Oil prices have jumped back above $100 a barrel after weekend talks between the US and Iran ended without an agreement and Donald Trump imposed a blockade of the strait of Hormuz.

The US president announced the blockade on Sunday, targeting Iranian vessels and ships that have paid a toll to Iran for passage through the strait, in an attempt to choke off the flow of Iranian oil.

US Central Command said it would start at 10am ET (5.30pm in Iran and 3pm in the UK), effectively seizing control of maritime traffic in the strait of Hormuz.

The news drove oil and gas prices sharply higher again, after the two-week ceasefire between the US and Iran announced on Wednesday prompted a sharp fall in energy prices, and crude ended the week below the psychological $100 a barrel threshold.

Brent crude rose by nearly 7% to $101.74 a barrel on Monday morning, while US crude is up more than 8% to $104.69 a barrel.

Gas prices also increased, with the British wholesale gas contract for May soaring by 11.7% to 122.5p a therm.

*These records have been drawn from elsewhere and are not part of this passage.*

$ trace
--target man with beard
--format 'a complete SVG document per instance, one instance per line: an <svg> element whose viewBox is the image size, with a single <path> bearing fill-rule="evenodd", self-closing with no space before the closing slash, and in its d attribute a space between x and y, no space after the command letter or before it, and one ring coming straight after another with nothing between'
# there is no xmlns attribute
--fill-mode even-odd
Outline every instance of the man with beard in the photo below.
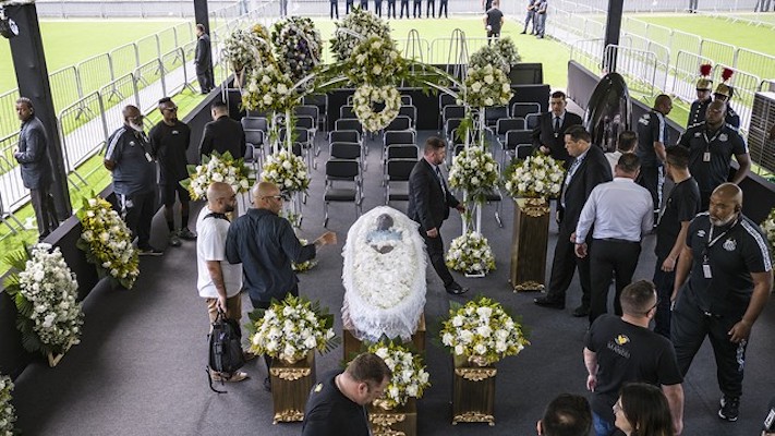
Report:
<svg viewBox="0 0 775 436"><path fill-rule="evenodd" d="M113 192L126 227L137 238L137 254L160 256L150 246L150 221L156 213L156 164L148 136L143 131L143 114L129 105L121 112L124 125L108 138L104 165L113 177Z"/></svg>
<svg viewBox="0 0 775 436"><path fill-rule="evenodd" d="M229 218L226 214L234 211L237 194L228 183L215 182L207 187L207 205L196 218L196 288L199 296L207 303L210 324L216 322L218 313L240 323L242 318L242 265L231 265L226 258L226 237L229 232ZM238 371L231 374L213 372L216 382L242 382L247 374Z"/></svg>
<svg viewBox="0 0 775 436"><path fill-rule="evenodd" d="M735 129L724 123L726 104L714 100L707 106L705 122L683 132L678 145L689 149L689 172L700 187L700 210L706 210L711 192L729 179L732 155L740 168L731 182L742 181L751 169L746 141Z"/></svg>
<svg viewBox="0 0 775 436"><path fill-rule="evenodd" d="M743 216L742 191L724 183L711 195L707 213L689 225L687 246L676 268L670 336L683 375L709 337L724 395L718 417L737 421L746 346L773 284L767 240Z"/></svg>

Analysts at JPMorgan Chase said last week they expected oil prices to stay high in the second quarter, above $100 a barrel, before easing in the second half of the year.

Most Asian stock markets fell on Monday, with Japan’s Nikkei down 0.7% and Hong Kong’s Hang Seng index losing 1.1%, while Chinese stocks rose slightly.

With large numbers of oil tankers remaining stuck in the Gulf, the ceasefire had raised hopes that ships could get moving again. But peace talks between Washington and Tehran held in Islamabad, Pakistan, ended after 21 hours without a deal.

Priyanka Sachdeva, senior market analyst at the broker Phillip Nova, said: “In today’s environment, every barrel of risk added to oil markets carries an inflation price tag for the global economy.”

She added: “The market reaction underscores a simple but powerful reality: Hormuz risk is not theoretical; it is structural, and it is real.”

Michael Brown, senior research strategist at brokerage Pepperstone, said: “While crude has advanced, and stocks slipped a touch, the overall market reaction to the weekend news of a US Navy blockade of the strait of Hormuz has been relatively contained, as participants view the move largely as a negotiating gambit from President Trump.”

More than 32m people worldwide could be plunged into poverty by the economic fallout from the Iran war, with developing countries expected to be hit hardest, according to a report released by the United Nations Development Programme on Monday.